Simão Monsanto

No centro da cidade de Almeirim, em pleno Ribatejo, está situada uma oficina onde se fabrica e repara calçado artesanal em pele, com especial destaque para as botas tradicionais ribatejanas. O espaço pertence a Simão Monsanto, sapateiro há cerca de 60 anos e um dos mais conceituados artesãos do calçado tradicional do Ribatejo.

Simão Monsanto tinha 12 anos quando começou a aprender com um primo o ofício de sapateiro, tendo trabalhado em duas oficinas antes de ser chamado para cumprir o serviço militar obrigatório. “Quando saí da tropa, o meu patrão deu-me sociedade e fiquei a trabalhar com ele”, diz Simão Monsanto, referindo-se a Vitorino Dias Carvalho, conhecido por “Vitorino dos Botins”, com quem Simão, em 1997, fundou a loja Vitorino & Simão – Calçado Artesanal.

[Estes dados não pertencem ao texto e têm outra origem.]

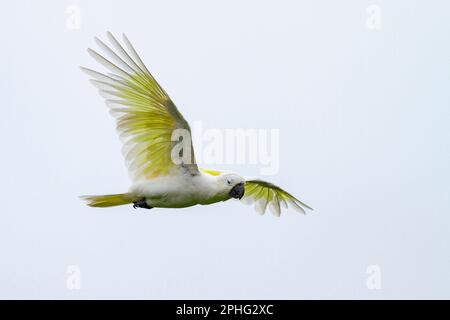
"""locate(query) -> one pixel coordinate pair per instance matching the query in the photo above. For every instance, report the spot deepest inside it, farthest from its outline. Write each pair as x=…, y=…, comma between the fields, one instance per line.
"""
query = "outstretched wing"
x=146, y=117
x=265, y=194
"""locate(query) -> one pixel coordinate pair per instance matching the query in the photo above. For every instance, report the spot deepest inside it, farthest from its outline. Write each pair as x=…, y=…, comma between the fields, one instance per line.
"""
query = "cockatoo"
x=146, y=120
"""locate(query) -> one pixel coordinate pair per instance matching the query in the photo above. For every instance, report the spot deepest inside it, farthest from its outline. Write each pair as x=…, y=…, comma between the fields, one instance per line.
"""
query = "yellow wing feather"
x=265, y=194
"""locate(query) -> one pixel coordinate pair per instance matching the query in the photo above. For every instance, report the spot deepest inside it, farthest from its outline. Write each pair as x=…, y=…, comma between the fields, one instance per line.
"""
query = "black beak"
x=238, y=191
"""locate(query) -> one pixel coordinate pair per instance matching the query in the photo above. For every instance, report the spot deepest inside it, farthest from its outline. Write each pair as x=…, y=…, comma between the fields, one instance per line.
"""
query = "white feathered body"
x=179, y=191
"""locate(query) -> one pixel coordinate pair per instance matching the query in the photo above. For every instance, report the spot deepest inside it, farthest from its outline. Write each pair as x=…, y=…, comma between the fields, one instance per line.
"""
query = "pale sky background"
x=364, y=128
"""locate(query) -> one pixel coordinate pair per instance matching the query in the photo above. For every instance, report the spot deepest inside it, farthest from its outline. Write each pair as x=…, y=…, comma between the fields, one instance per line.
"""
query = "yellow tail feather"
x=108, y=200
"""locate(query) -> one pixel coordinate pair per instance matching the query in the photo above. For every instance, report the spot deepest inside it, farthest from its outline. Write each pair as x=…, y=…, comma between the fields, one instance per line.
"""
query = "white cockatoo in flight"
x=164, y=174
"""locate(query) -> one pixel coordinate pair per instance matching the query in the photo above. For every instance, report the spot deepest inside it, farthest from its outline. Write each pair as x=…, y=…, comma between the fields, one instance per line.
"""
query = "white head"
x=231, y=185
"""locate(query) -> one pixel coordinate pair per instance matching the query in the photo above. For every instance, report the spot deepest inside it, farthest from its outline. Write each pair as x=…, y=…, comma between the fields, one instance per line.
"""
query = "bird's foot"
x=141, y=204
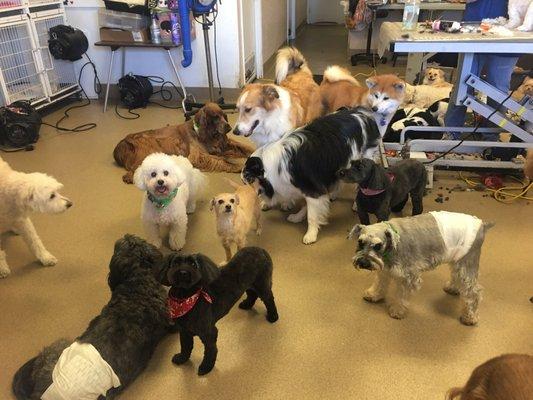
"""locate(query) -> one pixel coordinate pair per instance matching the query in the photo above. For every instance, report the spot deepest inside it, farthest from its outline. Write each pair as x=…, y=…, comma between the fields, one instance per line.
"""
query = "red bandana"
x=179, y=307
x=375, y=192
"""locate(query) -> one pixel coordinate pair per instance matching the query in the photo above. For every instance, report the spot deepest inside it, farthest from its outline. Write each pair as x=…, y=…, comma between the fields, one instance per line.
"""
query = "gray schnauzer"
x=382, y=191
x=403, y=248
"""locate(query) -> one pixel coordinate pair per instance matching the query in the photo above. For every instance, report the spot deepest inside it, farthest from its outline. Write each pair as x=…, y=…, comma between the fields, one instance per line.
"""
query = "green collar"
x=161, y=203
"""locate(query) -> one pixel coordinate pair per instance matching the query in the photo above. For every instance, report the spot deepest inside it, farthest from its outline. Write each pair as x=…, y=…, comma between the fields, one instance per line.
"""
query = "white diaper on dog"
x=80, y=374
x=458, y=232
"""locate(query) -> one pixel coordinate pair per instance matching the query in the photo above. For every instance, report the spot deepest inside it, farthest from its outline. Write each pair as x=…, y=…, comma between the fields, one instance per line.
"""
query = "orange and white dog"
x=268, y=111
x=383, y=94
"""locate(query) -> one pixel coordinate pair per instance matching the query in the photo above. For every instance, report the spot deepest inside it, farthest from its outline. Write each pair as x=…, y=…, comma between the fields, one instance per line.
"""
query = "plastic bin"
x=122, y=20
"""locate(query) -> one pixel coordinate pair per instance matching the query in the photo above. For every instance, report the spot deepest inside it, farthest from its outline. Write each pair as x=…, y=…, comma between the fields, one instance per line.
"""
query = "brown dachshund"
x=202, y=140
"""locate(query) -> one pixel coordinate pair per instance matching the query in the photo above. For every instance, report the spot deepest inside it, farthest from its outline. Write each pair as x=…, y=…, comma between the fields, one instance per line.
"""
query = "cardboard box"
x=121, y=35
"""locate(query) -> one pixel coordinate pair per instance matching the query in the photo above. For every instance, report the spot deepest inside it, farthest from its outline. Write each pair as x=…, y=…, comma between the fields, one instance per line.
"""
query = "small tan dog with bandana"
x=235, y=212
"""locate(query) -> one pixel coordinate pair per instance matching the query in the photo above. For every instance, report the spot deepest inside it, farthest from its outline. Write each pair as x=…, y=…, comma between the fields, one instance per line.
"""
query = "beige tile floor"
x=328, y=343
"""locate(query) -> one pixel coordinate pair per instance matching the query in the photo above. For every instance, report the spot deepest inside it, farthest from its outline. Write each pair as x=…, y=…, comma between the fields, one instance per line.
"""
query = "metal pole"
x=205, y=28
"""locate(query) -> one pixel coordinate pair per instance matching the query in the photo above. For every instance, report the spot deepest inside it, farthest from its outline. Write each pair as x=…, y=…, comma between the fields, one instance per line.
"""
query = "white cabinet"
x=27, y=69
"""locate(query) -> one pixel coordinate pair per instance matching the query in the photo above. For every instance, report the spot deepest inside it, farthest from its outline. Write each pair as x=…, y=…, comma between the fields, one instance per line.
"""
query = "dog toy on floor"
x=403, y=248
x=201, y=294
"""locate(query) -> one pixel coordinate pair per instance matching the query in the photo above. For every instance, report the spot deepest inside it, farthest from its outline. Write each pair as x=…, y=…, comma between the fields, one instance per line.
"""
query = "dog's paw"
x=295, y=218
x=179, y=359
x=397, y=311
x=310, y=237
x=373, y=297
x=205, y=368
x=272, y=317
x=451, y=290
x=468, y=319
x=48, y=260
x=4, y=271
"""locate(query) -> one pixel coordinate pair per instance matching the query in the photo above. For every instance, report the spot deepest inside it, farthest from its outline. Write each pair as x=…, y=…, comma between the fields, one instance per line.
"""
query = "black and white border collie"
x=303, y=163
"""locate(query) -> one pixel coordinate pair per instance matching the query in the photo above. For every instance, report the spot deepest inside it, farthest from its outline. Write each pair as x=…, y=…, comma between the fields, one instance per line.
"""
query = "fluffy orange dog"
x=267, y=111
x=235, y=212
x=508, y=377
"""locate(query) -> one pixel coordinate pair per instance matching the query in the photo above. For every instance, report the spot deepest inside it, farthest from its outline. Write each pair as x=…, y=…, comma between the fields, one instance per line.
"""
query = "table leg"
x=179, y=79
x=109, y=78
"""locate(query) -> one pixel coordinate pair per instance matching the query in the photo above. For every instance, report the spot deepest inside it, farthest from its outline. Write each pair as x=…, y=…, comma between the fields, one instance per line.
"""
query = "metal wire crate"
x=61, y=74
x=20, y=77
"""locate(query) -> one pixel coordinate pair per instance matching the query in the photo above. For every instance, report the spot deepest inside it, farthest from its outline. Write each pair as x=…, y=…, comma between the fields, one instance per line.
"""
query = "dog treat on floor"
x=117, y=344
x=509, y=376
x=201, y=294
x=303, y=164
x=172, y=186
x=202, y=140
x=235, y=213
x=402, y=248
x=20, y=194
x=381, y=191
x=268, y=111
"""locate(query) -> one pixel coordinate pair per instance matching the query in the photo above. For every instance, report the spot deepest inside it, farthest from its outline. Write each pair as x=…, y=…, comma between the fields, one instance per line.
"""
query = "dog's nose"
x=363, y=263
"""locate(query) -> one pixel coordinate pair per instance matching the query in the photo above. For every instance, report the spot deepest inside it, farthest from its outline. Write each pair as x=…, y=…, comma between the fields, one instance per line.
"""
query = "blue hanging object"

Com a autorização de Vitorino, Simão Monsanto manteve o nome da loja, quando o sócio se reformou, em 2006. Situada no edifício da Praça de Touros de Almeirim, a sapataria vende, entre outras coisas, as botas tradicionais ribatejanas feitas à mão na oficina localizada na Travessa da Olaria.

Acompanhado por Zacarias, um funcionário com aproximadamente 50 anos de casa, Simão Monsanto continua a fazer botas por medida, em diversos modelos e tons, como as botas de salto de prateleira (preparadas para levar esporas), as éguas (umas botas baixas e com elásticos nos lados) e as botas de montar. Ao observar o calçado, rapidamente se percebe a forte ligação ao campo e aos cavalos, assim como ao mundo tauromáquico, tendo vários cavaleiros e campinos entre os seus clientes. “É tudo feito de forma artesanal, tudo feito à mão. Mesmo o contraforte fazemos questão de coser à mão, como se fazia há 60, 70 anos”, diz Simão Monsanto, que trabalha, maioritariamente, com pele de vitela curtida sem recurso a produtos químicos e com métodos tradicionais. Além da qualidade do material, as botas tradicionais ribatejanas caracterizam-se pela resistência, pelo conforto e pela aparência. “É uma bota, de facto, bonita”, afirma, enquanto mostra uma bota de cano alto com salto à espanhola.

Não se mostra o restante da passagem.